In this 500th anniversary of the Reformation, our Sunday School class at Immanuel Presbyterian Church is considering what the reformation changed.
Yesterday we heard from Jennifer Powell McNutt about the Reformation and the vernacular Bible.
It was an intriguing lecture that offered some fresh insights both into the things the Reformation changed as well as the things it didn’t. McNutt is co-editor of the 2017 IVP Academic book, The People’s Book: The Reformation and the Bible.
In her lecture Jennifer touched on three common misconceptions about the Bible and the Reformation that require revision.
- Vernacular Bibles did not exist before the Reformation. False. Prior to Luther’s translation there were 18 German translations of portions of the Bible. These were more readily comparable to modern “paraphrases”–heavily interpreted in order to aid comprehension.

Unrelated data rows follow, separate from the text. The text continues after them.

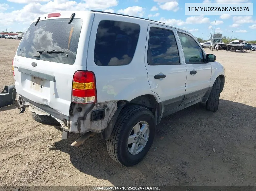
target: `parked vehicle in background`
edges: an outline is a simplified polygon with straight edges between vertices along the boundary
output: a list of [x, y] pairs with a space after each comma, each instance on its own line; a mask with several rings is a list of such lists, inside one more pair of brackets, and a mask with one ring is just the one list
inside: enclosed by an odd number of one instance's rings
[[207, 41], [203, 43], [200, 43], [201, 46], [203, 48], [204, 47], [210, 47], [211, 46], [211, 41]]
[[63, 138], [80, 134], [72, 146], [100, 133], [112, 158], [132, 166], [149, 150], [162, 117], [199, 102], [218, 110], [225, 69], [182, 29], [64, 11], [36, 18], [25, 35], [13, 62], [17, 103], [37, 121], [61, 125]]
[[250, 50], [252, 46], [251, 44], [245, 44], [243, 47], [243, 49], [245, 50]]
[[256, 46], [252, 46], [251, 49], [252, 50], [256, 50]]
[[221, 34], [214, 34], [212, 37], [211, 42], [212, 46], [215, 44], [222, 43], [222, 35]]
[[21, 37], [21, 35], [14, 35], [14, 37], [13, 38], [15, 39], [18, 39], [20, 40], [22, 39], [22, 37]]

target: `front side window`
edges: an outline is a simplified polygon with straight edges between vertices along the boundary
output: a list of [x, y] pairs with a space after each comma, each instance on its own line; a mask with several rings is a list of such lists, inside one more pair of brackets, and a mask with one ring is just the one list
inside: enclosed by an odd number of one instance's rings
[[99, 66], [127, 65], [131, 62], [137, 46], [140, 25], [114, 21], [99, 24], [94, 62]]
[[150, 28], [148, 63], [149, 65], [181, 64], [177, 44], [172, 31]]
[[203, 52], [200, 46], [191, 36], [178, 32], [186, 64], [204, 62]]

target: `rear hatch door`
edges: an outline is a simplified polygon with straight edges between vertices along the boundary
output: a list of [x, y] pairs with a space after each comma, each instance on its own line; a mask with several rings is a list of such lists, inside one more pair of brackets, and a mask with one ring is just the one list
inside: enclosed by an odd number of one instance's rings
[[[36, 25], [33, 23], [14, 60], [17, 92], [66, 116], [71, 102], [74, 74], [86, 70], [86, 62], [82, 64], [85, 50], [79, 49], [83, 49], [85, 38], [79, 42], [83, 21], [74, 18], [69, 24], [69, 20], [57, 18], [39, 21]], [[87, 30], [82, 31], [87, 36]]]

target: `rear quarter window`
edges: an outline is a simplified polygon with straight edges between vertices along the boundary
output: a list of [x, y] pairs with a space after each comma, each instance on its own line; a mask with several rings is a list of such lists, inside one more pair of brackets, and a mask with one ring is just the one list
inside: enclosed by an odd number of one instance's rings
[[138, 24], [103, 20], [99, 24], [94, 48], [94, 62], [99, 66], [129, 64], [137, 46], [140, 27]]

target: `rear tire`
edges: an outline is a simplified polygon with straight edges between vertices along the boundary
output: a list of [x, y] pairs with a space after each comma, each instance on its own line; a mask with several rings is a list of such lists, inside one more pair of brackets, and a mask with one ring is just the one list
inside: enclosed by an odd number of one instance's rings
[[[144, 131], [143, 128], [148, 129], [148, 132]], [[154, 116], [148, 109], [137, 105], [125, 107], [121, 111], [112, 134], [107, 141], [108, 154], [114, 161], [123, 165], [130, 166], [136, 164], [142, 160], [150, 149], [155, 129]], [[135, 131], [138, 132], [136, 133]], [[129, 144], [128, 138], [129, 140], [135, 141]]]
[[213, 84], [212, 89], [206, 102], [206, 109], [211, 111], [216, 111], [219, 107], [221, 92], [221, 79], [218, 77]]
[[31, 112], [31, 116], [34, 120], [41, 123], [49, 125], [60, 126], [56, 119], [51, 116], [38, 115], [33, 112]]

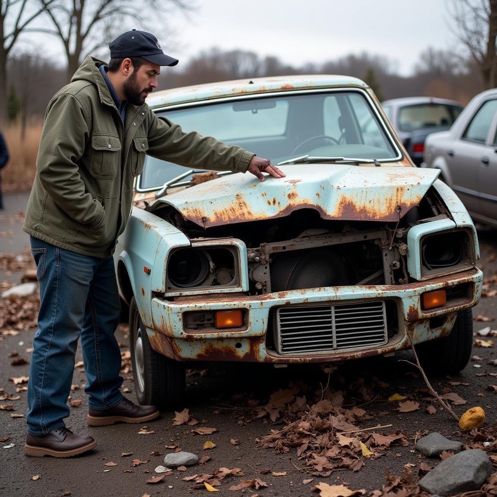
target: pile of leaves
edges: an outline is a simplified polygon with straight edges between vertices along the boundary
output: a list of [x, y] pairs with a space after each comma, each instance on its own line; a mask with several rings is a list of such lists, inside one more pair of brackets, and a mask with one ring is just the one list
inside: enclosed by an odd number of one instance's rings
[[36, 268], [29, 249], [20, 253], [6, 252], [0, 254], [0, 271], [13, 272]]
[[28, 297], [0, 299], [0, 335], [15, 335], [37, 326], [40, 308], [38, 291]]
[[[271, 430], [257, 442], [276, 453], [296, 448], [297, 458], [305, 461], [313, 476], [328, 477], [338, 468], [357, 471], [364, 466], [364, 457], [377, 459], [391, 445], [409, 444], [411, 437], [406, 433], [385, 435], [361, 429], [357, 423], [372, 416], [357, 406], [344, 407], [341, 390], [324, 392], [322, 398], [312, 403], [305, 396], [297, 396], [298, 392], [297, 388], [280, 390], [260, 408], [257, 417], [295, 420], [282, 429]], [[365, 390], [363, 394], [367, 395]]]

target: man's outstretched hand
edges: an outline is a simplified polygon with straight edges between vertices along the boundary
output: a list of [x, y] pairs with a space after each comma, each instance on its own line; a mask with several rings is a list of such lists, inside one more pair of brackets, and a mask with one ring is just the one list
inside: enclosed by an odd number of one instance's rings
[[262, 159], [261, 157], [257, 157], [257, 156], [254, 156], [250, 159], [247, 170], [249, 172], [251, 172], [254, 176], [256, 176], [261, 181], [263, 181], [265, 179], [264, 174], [262, 174], [263, 172], [267, 172], [275, 178], [285, 177], [283, 171], [271, 164], [270, 161], [267, 159]]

- Lay Christians were prohibited from engaging vernacular Bibles before the Reformation. False. There was no universal, categorical objection to vernacular translations. Often where translations were banned, the action had been taken on the basis of the translators beliefs (i.e., Wycliffe) rather than on the translation itself.
- Protestants abandoned the Latin Bible after the Reformation. Latin continued to be the language of scholarship and high culture after the Reformation. The educated continued to read and write in Latin.